Teriparatide is a fragment of parathyroid hormone and stimulates both bone formation and bone resorption, the former predominating when it is given as daily injections. Its anti-fracture efficacy is broadly comparable to that of the potent bisphosphonates. Newer, related analogues, such as abaloparatide, are currently in clinical development. A new family of anabolic treatments that act by blocking the inhibitory actions on osteoblasts of the osteocyte protein, sclerostin, is under development, of which romosozumab is the furthest advanced.

Conclusions

With the ageing of our population, the number of older postmenopausal women has substantially increased and so have fracture numbers. Therefore, fracture risk assessment in the 60s is now a routine part of the care of postmenopausal women, with the provision of lifestyle advice (weight maintenance, smoking cessation, regular safe exercise) to all, and the targeting of pharmaceuticals to those at higher risk. Maintenance of serum 25-hydroxyvitamin D greater than 40nmol/L is important for osteomalacia prevention so vitamin D supplements have an important role in the frail elderly.

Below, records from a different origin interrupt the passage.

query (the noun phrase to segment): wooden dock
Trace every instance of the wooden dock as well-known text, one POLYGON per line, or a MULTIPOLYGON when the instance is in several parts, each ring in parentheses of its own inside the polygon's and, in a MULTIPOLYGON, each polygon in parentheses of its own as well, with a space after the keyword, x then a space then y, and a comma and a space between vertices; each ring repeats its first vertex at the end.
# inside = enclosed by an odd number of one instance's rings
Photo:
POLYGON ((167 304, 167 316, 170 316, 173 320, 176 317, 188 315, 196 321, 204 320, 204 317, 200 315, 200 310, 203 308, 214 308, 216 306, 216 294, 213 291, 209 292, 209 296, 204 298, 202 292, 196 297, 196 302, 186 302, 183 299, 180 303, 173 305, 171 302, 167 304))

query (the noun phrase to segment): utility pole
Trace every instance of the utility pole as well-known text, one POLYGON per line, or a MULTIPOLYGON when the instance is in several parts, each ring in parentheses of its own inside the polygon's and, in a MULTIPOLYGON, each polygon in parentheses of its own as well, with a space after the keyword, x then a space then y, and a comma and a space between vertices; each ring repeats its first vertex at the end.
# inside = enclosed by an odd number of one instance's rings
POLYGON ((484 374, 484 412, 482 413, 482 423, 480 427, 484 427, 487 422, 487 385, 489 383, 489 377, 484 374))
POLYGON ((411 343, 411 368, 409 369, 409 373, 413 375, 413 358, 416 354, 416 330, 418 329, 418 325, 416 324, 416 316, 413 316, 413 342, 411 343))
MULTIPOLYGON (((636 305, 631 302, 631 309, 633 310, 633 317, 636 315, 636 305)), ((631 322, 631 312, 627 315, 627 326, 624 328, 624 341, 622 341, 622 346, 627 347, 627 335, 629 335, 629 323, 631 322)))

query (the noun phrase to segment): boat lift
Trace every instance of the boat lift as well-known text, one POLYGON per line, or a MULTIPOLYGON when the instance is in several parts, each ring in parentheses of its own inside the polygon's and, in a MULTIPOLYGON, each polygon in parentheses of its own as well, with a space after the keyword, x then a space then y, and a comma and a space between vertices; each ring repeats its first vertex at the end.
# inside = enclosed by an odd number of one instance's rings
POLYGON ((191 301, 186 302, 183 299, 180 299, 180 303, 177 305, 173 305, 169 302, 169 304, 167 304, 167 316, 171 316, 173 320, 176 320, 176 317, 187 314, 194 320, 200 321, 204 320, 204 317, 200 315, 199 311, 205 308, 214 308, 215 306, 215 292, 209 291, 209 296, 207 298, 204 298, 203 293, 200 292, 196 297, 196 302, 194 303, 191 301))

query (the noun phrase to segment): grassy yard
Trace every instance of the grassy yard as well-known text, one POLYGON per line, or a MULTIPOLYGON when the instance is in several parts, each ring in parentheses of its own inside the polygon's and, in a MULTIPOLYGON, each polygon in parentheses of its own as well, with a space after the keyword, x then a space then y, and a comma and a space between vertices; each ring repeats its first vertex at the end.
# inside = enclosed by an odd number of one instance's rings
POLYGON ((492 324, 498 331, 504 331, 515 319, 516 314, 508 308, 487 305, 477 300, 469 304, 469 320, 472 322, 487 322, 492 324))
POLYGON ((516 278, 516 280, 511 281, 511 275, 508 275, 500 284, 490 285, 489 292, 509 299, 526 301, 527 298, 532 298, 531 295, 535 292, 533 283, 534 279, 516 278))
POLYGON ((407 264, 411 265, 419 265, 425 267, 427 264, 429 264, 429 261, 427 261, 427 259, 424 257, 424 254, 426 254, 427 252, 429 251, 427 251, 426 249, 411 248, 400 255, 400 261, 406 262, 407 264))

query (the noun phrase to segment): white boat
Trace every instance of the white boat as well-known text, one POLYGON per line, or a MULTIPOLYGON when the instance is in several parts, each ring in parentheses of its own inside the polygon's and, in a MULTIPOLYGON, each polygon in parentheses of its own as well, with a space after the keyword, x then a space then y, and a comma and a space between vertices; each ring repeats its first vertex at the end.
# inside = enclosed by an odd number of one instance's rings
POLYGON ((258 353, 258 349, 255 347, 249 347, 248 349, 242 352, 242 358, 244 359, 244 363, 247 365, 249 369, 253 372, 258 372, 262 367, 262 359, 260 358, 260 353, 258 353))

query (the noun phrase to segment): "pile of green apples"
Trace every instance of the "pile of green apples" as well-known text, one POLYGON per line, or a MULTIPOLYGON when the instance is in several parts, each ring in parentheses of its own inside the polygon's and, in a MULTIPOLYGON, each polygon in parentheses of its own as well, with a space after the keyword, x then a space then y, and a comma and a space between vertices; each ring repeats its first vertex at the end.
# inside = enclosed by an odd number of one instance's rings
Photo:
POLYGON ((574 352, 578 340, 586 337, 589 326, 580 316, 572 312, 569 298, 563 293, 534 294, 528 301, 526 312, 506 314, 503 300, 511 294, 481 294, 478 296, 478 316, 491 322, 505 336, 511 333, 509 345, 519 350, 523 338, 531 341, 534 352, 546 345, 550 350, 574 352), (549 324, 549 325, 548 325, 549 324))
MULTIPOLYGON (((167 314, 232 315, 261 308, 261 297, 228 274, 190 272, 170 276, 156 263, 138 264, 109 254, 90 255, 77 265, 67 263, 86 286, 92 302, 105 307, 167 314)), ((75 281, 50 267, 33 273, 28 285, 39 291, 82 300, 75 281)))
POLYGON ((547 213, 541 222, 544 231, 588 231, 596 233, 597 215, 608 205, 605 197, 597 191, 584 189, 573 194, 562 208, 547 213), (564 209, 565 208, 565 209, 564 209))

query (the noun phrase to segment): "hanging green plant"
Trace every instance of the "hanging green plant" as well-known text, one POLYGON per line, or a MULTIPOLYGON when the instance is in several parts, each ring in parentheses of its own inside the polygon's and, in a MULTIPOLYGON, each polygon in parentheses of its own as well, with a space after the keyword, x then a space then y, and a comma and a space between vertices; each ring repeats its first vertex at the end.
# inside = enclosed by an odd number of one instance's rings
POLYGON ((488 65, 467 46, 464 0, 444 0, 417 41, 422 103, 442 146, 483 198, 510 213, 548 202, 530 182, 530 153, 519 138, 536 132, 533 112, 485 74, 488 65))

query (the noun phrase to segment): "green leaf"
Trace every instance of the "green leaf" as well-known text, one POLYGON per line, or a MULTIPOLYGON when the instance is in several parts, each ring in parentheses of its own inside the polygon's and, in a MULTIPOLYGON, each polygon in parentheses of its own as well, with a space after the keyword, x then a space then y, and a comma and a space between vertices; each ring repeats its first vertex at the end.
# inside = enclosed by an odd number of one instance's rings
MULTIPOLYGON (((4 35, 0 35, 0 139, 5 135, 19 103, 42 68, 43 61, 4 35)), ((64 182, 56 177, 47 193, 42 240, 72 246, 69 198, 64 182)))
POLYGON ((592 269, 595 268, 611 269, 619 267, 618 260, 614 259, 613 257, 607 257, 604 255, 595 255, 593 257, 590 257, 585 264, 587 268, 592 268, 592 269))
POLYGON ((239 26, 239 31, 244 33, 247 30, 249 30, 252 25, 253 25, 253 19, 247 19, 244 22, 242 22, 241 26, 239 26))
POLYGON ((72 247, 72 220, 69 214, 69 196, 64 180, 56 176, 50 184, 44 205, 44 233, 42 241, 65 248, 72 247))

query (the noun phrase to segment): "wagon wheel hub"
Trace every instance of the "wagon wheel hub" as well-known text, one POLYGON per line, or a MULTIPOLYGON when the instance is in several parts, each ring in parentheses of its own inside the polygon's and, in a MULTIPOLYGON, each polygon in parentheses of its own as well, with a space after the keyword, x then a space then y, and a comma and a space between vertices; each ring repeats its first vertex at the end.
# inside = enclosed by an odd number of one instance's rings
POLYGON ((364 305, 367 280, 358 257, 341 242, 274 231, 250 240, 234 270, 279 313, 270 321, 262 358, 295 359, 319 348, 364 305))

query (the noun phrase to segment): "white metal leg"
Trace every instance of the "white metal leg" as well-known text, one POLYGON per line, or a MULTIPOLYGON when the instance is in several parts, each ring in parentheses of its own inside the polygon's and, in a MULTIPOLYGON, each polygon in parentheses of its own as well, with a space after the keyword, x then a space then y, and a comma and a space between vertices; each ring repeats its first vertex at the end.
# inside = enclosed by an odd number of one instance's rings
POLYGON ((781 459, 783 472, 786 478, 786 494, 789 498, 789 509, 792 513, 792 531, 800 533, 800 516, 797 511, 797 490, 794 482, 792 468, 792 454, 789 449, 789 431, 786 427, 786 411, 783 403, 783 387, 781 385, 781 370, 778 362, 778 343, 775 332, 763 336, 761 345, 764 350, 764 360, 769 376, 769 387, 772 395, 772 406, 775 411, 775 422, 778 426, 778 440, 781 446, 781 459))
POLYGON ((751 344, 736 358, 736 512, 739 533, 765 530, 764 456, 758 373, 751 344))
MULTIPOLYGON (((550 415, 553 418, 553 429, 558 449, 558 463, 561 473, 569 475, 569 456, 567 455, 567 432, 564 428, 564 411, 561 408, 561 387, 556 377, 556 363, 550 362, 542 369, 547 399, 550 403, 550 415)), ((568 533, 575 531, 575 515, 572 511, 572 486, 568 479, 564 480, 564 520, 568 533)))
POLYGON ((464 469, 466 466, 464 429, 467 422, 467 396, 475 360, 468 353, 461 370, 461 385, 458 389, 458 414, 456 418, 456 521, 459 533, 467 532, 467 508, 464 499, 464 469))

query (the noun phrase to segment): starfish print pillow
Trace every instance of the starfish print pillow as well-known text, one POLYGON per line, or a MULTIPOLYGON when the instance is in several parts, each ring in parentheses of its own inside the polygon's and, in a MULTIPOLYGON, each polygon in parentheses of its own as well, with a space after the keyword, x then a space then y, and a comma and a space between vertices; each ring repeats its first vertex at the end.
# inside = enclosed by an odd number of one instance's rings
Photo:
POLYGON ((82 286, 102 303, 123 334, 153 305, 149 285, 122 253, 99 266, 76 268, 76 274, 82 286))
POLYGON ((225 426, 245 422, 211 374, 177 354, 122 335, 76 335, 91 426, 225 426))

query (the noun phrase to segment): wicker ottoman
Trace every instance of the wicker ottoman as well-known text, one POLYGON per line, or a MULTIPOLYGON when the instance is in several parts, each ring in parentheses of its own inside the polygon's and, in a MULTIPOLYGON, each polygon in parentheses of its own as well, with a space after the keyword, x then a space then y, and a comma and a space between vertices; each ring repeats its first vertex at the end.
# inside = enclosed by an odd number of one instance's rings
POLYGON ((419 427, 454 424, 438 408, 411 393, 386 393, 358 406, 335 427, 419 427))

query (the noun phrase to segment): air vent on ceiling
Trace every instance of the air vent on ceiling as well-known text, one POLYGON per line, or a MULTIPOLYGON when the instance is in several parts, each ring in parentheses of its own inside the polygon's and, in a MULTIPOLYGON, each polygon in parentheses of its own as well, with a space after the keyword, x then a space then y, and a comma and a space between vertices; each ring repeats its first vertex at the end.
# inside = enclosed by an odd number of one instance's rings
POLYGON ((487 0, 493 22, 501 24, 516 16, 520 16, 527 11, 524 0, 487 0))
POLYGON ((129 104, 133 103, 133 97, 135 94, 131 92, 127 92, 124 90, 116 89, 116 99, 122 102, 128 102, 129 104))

1. Bolland MJ, Leung W, Tai V, et al. Calcium intake and risk of fracture: systematic review. BMJ. 2015;351:h4580.
2. Tai V, Leung W, Grey A, Reid IR, Bolland MJ. Calcium intake and bone mineral density: systematic review and meta-analysis. BMJ. 2015;351:h4183.
3. Reid IR, Bolland MJ. Skeletal and nonskeletal effects of vitamin D: is vitamin D a tonic for bone and other tissues? Osteoporos Int. 2014;25:2347-2357.
4. Reid IR, Bolland MJ, Grey A. Effects of vitamin D supplements on bone mineral density: a systematic review and meta-analysis. Lancet. 2014;383:146-155.
5. Schilcher J, Michaelsson K, Aspenberg P. Bisphosphonate Use and Atypical Fractures of the Femoral Shaft. N Engl J Med. 2011;364:1728-1737.
6. Abrahamsen B, Eiken P, Prieto-Alhambra D, Eastell R. Risk of hip, subtrochanteric, and femoral shaft fractures among mid and long term users of alendronate: nationwide cohort and nested case-control study. BMJ. 2016;353:i3365. dx.doi.org/3310.1136/bmj.i3365.
7. Rossouw JE, Anderson GL, Prentice RL, et al. Risks and benefits of estrogen plus progestin in healthy postmenopausal women – Principal results from the Women’s Health Initiative randomized controlled trial. JAMA. 2002;288:321-333.